Data cleaning for social scientists

Author

Felix Lennert

Published

November 23, 2022

Preface

This is the script for a two-day workshop on data cleaning for the social sciences. I assume you are familiar with basic R concepts such as the different data types and how to index them, the general structure of the syntax, and how to make function calls.

Motivation

In the 21st century, social scientists are able to tap into wells of data that are deeper than ever before. Not only can we use more designed data, i.e., data that have been generated with the clear goal of performing research using them in mind, e.g., survey data, than ever. Also, the rise of the internet as a sensor for human behavior provides us with new opportunities.

Given their variety, these data sets may all come in different structures, and if we want to leverage them to improve our understanding of the world, we need to reshape them properly. Therefore, we are in need of tools that are capable and flexible enough to work with all different kinds of data while remaining easily accessible. In my opinion, R (R Core Team 2021), RStudio, and the tidyverse packages (Wickham et al. 2019) strike a good balance here. R is a powerful, flexible, statistical programming language, RStudio serves as a convenient Graphic User Interface (GUI) that can be used by researchers free of charge, and, finally, the tidyverse, and also its adjacent packages, are a collection of packages with concisely defined use cases and consistent syntax that covers a wide array of data science applications from acquiring data, cleaning data, transforming data, to finally visualizing them, and using them to draw inferences on the underlying real-world data-generation processes.

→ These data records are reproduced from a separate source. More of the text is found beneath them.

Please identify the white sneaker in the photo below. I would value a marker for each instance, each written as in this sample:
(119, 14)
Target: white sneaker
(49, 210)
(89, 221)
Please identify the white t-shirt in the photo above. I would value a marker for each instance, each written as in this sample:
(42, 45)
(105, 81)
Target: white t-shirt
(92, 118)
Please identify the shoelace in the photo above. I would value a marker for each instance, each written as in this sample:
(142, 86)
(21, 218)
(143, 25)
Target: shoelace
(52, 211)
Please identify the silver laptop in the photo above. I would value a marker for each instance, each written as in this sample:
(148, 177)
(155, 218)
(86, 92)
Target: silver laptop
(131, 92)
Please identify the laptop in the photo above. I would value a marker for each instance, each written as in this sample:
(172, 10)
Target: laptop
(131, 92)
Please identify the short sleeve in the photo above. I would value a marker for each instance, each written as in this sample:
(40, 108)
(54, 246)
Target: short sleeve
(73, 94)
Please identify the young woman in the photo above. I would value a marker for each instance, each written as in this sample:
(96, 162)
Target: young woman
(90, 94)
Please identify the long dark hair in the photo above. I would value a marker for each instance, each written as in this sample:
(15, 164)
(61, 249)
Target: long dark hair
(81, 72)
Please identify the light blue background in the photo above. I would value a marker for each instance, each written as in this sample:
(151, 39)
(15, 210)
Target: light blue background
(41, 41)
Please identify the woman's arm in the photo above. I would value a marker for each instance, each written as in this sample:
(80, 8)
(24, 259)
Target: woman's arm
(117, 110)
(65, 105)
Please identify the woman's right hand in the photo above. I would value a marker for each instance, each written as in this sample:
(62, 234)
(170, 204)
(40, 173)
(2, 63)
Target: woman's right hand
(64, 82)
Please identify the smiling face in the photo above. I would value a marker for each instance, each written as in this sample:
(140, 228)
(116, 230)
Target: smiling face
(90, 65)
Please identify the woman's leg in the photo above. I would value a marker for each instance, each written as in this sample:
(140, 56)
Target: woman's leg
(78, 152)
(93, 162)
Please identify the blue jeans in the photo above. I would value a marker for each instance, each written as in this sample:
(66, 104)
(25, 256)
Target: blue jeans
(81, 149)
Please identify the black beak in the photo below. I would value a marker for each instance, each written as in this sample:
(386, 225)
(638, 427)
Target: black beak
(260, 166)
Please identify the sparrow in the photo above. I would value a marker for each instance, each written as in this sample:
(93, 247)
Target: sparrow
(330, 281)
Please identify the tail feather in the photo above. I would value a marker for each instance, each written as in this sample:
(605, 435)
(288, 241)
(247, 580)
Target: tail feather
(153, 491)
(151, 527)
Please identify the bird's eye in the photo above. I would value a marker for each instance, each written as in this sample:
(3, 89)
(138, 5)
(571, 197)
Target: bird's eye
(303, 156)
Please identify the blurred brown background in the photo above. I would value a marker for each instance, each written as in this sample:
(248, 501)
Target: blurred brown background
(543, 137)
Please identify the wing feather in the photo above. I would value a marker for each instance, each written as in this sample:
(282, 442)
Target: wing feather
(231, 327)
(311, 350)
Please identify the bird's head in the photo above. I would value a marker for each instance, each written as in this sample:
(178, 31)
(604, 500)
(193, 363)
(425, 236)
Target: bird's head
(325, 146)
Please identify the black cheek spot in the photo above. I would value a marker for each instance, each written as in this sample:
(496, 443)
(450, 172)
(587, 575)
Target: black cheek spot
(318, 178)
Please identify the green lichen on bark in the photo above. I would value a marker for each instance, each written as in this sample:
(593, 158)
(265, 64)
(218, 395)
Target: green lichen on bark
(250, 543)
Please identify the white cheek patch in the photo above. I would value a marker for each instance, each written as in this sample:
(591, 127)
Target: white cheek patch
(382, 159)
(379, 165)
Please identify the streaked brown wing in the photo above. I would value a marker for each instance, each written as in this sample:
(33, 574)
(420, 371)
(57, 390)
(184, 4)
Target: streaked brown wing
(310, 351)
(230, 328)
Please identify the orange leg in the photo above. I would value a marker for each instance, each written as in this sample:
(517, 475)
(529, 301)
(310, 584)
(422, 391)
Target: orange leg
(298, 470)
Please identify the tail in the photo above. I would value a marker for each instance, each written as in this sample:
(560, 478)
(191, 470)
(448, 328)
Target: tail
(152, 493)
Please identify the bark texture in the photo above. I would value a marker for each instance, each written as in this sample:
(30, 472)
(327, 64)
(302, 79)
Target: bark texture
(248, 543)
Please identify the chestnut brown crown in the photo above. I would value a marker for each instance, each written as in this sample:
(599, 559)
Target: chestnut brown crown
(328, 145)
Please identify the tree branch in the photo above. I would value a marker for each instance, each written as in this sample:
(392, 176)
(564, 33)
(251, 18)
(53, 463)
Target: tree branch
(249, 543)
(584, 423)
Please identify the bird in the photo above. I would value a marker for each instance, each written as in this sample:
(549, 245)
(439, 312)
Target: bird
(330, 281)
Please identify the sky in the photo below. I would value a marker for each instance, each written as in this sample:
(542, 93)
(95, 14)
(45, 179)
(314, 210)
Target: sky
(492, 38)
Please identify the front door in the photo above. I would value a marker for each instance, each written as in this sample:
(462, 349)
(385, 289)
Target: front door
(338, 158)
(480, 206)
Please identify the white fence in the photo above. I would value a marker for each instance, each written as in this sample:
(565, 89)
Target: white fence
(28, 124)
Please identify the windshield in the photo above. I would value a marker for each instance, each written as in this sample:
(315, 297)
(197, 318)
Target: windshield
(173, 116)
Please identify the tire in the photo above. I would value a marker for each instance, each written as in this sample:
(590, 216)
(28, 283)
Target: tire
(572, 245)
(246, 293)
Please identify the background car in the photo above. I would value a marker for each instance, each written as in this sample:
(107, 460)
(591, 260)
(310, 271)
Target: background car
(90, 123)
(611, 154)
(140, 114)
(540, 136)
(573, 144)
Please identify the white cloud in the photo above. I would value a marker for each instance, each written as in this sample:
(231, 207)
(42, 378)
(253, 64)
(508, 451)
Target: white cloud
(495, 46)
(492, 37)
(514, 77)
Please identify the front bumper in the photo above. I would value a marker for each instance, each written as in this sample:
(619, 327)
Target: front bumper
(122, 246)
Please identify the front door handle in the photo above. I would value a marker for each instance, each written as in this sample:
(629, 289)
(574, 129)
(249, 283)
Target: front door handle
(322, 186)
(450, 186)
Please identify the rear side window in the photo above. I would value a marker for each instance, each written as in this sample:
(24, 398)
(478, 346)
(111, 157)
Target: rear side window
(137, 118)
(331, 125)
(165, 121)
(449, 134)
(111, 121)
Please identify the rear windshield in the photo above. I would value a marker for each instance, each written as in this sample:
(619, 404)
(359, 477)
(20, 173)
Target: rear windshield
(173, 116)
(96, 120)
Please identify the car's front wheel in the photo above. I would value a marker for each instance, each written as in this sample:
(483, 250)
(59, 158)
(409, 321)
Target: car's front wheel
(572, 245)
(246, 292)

This script is going to introduce you to the following things: we start with the basics, i.e., the RStudio environment, Projects, and how to read data. Thereafter, I will introduce you to the idea behind “tidy data” (Wickham 2014). This describes a particular way of structuring data and is necessary insofar as, basically, all tidyverse packages require data in this structure to function properly. Then, once the data set is in a tidy format, we can delve into the actual transformation process. Finally, an introduction to data visualization will be provided.

Some final introductory remarks

This stuff is far from trivial. Just like learning a new language, mastering coding in R requires hard and consistent effort. In order to facilitate your learning, I will link to as many external resources as possible and provide all data sets used in the script so that you can run and adapt (“play with”) the code yourself.

Let me also tell you that you will run into problems. Constantly. Therefore, googling error messages takes up considerable space in every thorough data analysis endeavor. Usually, you can just copy the error message and throw it into Google. The tricky part here is to strike a balance between staying generalizable enough (i.e., do not include your self-chosen file names or replace them with the data type, i.e., tibble or df – short for Data.Frame). Platforms to find help and further guidance are for instance StackOverflow and the RStudio forum.